Presente
CiroLa pioggia cade su Napoli come un sudario grigio.
Gocce fredde che si mescolano all'asfalto nero, un po' come le mie emozioni si mescolano all'odio che mi porto dentro.
È un odio profondo, denso, che scorre nelle vene come una maledizione che non posso scrollarmi di dosso.
Cammino tra le strade che una volta conoscevo a memoria, ma ora tutto mi sembra estraneo, come se qualcuno avesse ridisegnato la mia città mentre io marcivo in prigione.
Quattro anni, quattro fottuti anni lontano da tutto quello che era mio, e adesso sono qui, a cercare di riprendermi ciò che mi hanno strappato.
E lo vedo.
Antonio. Il poliziotto.
Lo stronzo con quel sorriso stampato in faccia, che si crede sempre il più furbo, il più forte.
È lì, a pochi metri da me, con quella camminata sicura che mi fa solo venire voglia di spaccargli la faccia.
La pioggia gli scivola addosso, ma lui non sembra curarsene, come se fosse immune al freddo, immune a tutto, perfino a me.
Non mi importa di bagnarmi, non mi importa se mi sente o meno.
In un istante, mi trovo di fronte a lui.
E lui mi guarda come se aspettasse proprio questo momento.
«Ma uard chi s ver!» dice con quel tono del cazzo, sarcastico, come se fossi uno spettacolo da circo. «Il nostro caro Ciro, finalment non più dietro le sbarre.»
Mi sforzo di non lasciarmi trasportare dalla rabbia, ma le mani mi tremano.
Le nascondo nelle tasche della giacca bagnata, stringendole a pugno, le unghie che scavano nella pelle.
Perché lo so, se le lasciassi andare, le userei per prenderlo a pugni.
Respiro a fondo, ma sento il sapore amaro dell'umiliazione che brucia sulla lingua.

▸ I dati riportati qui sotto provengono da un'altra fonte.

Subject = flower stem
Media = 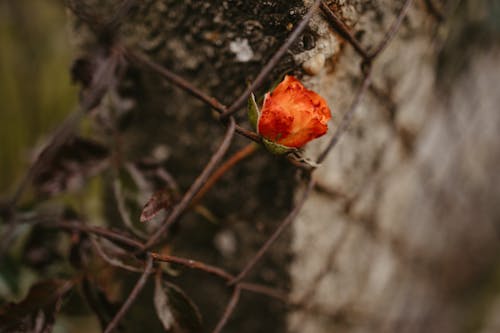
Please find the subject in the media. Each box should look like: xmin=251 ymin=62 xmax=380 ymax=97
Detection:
xmin=191 ymin=142 xmax=259 ymax=206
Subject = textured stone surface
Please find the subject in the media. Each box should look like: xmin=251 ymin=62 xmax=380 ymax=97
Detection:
xmin=289 ymin=1 xmax=500 ymax=333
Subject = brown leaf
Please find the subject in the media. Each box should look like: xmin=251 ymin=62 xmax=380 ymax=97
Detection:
xmin=140 ymin=190 xmax=172 ymax=222
xmin=33 ymin=137 xmax=109 ymax=196
xmin=0 ymin=279 xmax=73 ymax=333
xmin=154 ymin=270 xmax=202 ymax=333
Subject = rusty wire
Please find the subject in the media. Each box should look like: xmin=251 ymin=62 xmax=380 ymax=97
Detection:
xmin=1 ymin=0 xmax=420 ymax=333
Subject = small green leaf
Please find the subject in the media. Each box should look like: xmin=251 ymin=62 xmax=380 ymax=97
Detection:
xmin=248 ymin=93 xmax=260 ymax=130
xmin=262 ymin=138 xmax=297 ymax=155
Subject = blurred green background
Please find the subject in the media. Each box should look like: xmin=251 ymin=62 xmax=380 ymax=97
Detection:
xmin=0 ymin=0 xmax=77 ymax=198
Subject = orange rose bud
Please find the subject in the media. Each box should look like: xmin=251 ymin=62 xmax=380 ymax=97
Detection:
xmin=257 ymin=75 xmax=332 ymax=148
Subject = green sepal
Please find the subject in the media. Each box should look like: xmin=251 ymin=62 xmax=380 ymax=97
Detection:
xmin=248 ymin=93 xmax=260 ymax=131
xmin=262 ymin=138 xmax=297 ymax=155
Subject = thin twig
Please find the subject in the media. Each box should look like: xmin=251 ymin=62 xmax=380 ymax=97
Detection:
xmin=229 ymin=178 xmax=314 ymax=285
xmin=40 ymin=221 xmax=144 ymax=249
xmin=316 ymin=67 xmax=371 ymax=164
xmin=237 ymin=282 xmax=289 ymax=303
xmin=7 ymin=47 xmax=121 ymax=210
xmin=425 ymin=0 xmax=445 ymax=22
xmin=368 ymin=0 xmax=413 ymax=60
xmin=191 ymin=142 xmax=259 ymax=206
xmin=212 ymin=286 xmax=241 ymax=333
xmin=320 ymin=1 xmax=369 ymax=59
xmin=90 ymin=237 xmax=143 ymax=273
xmin=104 ymin=256 xmax=153 ymax=333
xmin=151 ymin=252 xmax=233 ymax=280
xmin=142 ymin=117 xmax=236 ymax=251
xmin=220 ymin=0 xmax=320 ymax=119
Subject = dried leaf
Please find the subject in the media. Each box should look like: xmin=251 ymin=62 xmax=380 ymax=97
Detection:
xmin=0 ymin=279 xmax=73 ymax=333
xmin=154 ymin=271 xmax=202 ymax=333
xmin=140 ymin=190 xmax=172 ymax=222
xmin=33 ymin=137 xmax=109 ymax=196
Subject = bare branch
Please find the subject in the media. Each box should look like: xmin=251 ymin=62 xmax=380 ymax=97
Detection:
xmin=142 ymin=118 xmax=236 ymax=251
xmin=212 ymin=286 xmax=240 ymax=333
xmin=369 ymin=0 xmax=413 ymax=59
xmin=221 ymin=0 xmax=320 ymax=119
xmin=229 ymin=178 xmax=314 ymax=285
xmin=320 ymin=1 xmax=369 ymax=59
xmin=316 ymin=67 xmax=371 ymax=164
xmin=104 ymin=252 xmax=153 ymax=333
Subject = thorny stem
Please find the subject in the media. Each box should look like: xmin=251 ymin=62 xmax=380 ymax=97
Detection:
xmin=320 ymin=1 xmax=369 ymax=59
xmin=368 ymin=0 xmax=413 ymax=61
xmin=151 ymin=252 xmax=233 ymax=280
xmin=221 ymin=0 xmax=320 ymax=119
xmin=212 ymin=286 xmax=241 ymax=333
xmin=142 ymin=117 xmax=236 ymax=251
xmin=191 ymin=142 xmax=259 ymax=206
xmin=229 ymin=178 xmax=314 ymax=285
xmin=316 ymin=68 xmax=371 ymax=164
xmin=3 ymin=0 xmax=420 ymax=333
xmin=89 ymin=237 xmax=143 ymax=273
xmin=46 ymin=221 xmax=144 ymax=249
xmin=104 ymin=256 xmax=153 ymax=333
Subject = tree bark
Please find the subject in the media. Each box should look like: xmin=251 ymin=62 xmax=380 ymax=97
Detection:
xmin=75 ymin=0 xmax=500 ymax=333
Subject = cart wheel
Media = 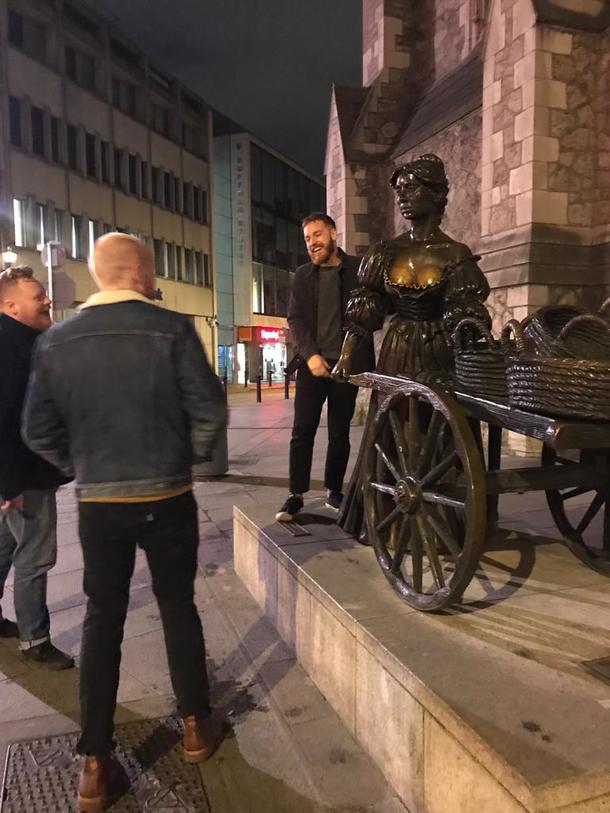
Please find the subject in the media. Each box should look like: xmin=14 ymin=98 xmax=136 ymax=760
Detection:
xmin=542 ymin=445 xmax=610 ymax=575
xmin=364 ymin=382 xmax=486 ymax=612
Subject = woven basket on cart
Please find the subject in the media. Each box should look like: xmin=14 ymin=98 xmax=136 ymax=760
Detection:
xmin=521 ymin=305 xmax=610 ymax=360
xmin=502 ymin=317 xmax=610 ymax=421
xmin=453 ymin=318 xmax=507 ymax=399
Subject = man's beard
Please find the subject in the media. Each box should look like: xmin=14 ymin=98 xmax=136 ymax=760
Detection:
xmin=308 ymin=240 xmax=335 ymax=265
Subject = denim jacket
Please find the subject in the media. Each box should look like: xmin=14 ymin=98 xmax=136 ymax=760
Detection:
xmin=22 ymin=291 xmax=226 ymax=498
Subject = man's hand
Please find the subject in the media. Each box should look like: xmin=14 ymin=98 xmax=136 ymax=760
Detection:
xmin=331 ymin=354 xmax=352 ymax=384
xmin=307 ymin=353 xmax=330 ymax=378
xmin=0 ymin=494 xmax=23 ymax=511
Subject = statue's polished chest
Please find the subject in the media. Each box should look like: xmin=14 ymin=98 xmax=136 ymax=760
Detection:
xmin=385 ymin=243 xmax=451 ymax=288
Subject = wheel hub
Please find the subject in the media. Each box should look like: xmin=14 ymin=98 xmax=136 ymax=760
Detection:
xmin=394 ymin=477 xmax=422 ymax=514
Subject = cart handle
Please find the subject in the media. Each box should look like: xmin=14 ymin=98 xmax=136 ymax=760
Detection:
xmin=501 ymin=319 xmax=525 ymax=355
xmin=557 ymin=310 xmax=610 ymax=340
xmin=451 ymin=316 xmax=494 ymax=350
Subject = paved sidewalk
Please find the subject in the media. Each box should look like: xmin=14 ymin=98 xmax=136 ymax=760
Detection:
xmin=0 ymin=392 xmax=404 ymax=813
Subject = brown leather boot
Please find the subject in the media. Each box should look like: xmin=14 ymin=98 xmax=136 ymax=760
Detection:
xmin=182 ymin=715 xmax=225 ymax=762
xmin=78 ymin=757 xmax=118 ymax=813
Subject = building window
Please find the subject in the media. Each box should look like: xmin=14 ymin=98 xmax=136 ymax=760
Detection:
xmin=36 ymin=203 xmax=47 ymax=251
xmin=193 ymin=186 xmax=208 ymax=223
xmin=13 ymin=198 xmax=25 ymax=248
xmin=87 ymin=220 xmax=99 ymax=257
xmin=114 ymin=147 xmax=123 ymax=189
xmin=51 ymin=116 xmax=61 ymax=164
xmin=153 ymin=167 xmax=163 ymax=206
xmin=184 ymin=248 xmax=195 ymax=282
xmin=182 ymin=181 xmax=193 ymax=217
xmin=153 ymin=240 xmax=167 ymax=277
xmin=53 ymin=209 xmax=64 ymax=243
xmin=85 ymin=133 xmax=97 ymax=178
xmin=65 ymin=45 xmax=95 ymax=91
xmin=163 ymin=172 xmax=172 ymax=209
xmin=165 ymin=243 xmax=176 ymax=279
xmin=152 ymin=104 xmax=170 ymax=138
xmin=8 ymin=10 xmax=47 ymax=62
xmin=30 ymin=106 xmax=44 ymax=158
xmin=8 ymin=96 xmax=22 ymax=147
xmin=195 ymin=251 xmax=207 ymax=286
xmin=70 ymin=215 xmax=83 ymax=260
xmin=128 ymin=154 xmax=138 ymax=195
xmin=68 ymin=124 xmax=78 ymax=170
xmin=112 ymin=78 xmax=137 ymax=118
xmin=101 ymin=141 xmax=110 ymax=183
xmin=140 ymin=161 xmax=150 ymax=200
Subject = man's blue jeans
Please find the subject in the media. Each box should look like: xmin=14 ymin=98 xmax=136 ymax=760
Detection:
xmin=0 ymin=489 xmax=57 ymax=649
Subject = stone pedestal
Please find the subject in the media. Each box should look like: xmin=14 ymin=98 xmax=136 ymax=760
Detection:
xmin=234 ymin=502 xmax=610 ymax=813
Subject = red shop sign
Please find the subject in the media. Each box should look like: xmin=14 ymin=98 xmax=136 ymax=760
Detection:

«Eccolo...l'infame. Ch cazz vuo?» sputo fuori le parole, cercando di sembrare più forte di quanto mi senta.
Ma lui sorride, e il suo sorriso è come una lama che mi graffia l'anima.
«Oh, niente, giusto una chiacchierata, come ai vecchi tempi. Comm la pigliat Siria quand a saput ca sij asciut? Non bene, direi. Nun t vo vre chiu.»
Quelle parole mi colpiscono come un cazzotto nello stomaco.
Siria mi odia, lo so.
E io odio lei.
Posso sentire che Antonio sta godendo di ogni secondo in cui mi vede vacillare.
Stringo i denti, trattengo la voglia di saltargli addosso, di spaccargli il naso contro il marciapiede umido.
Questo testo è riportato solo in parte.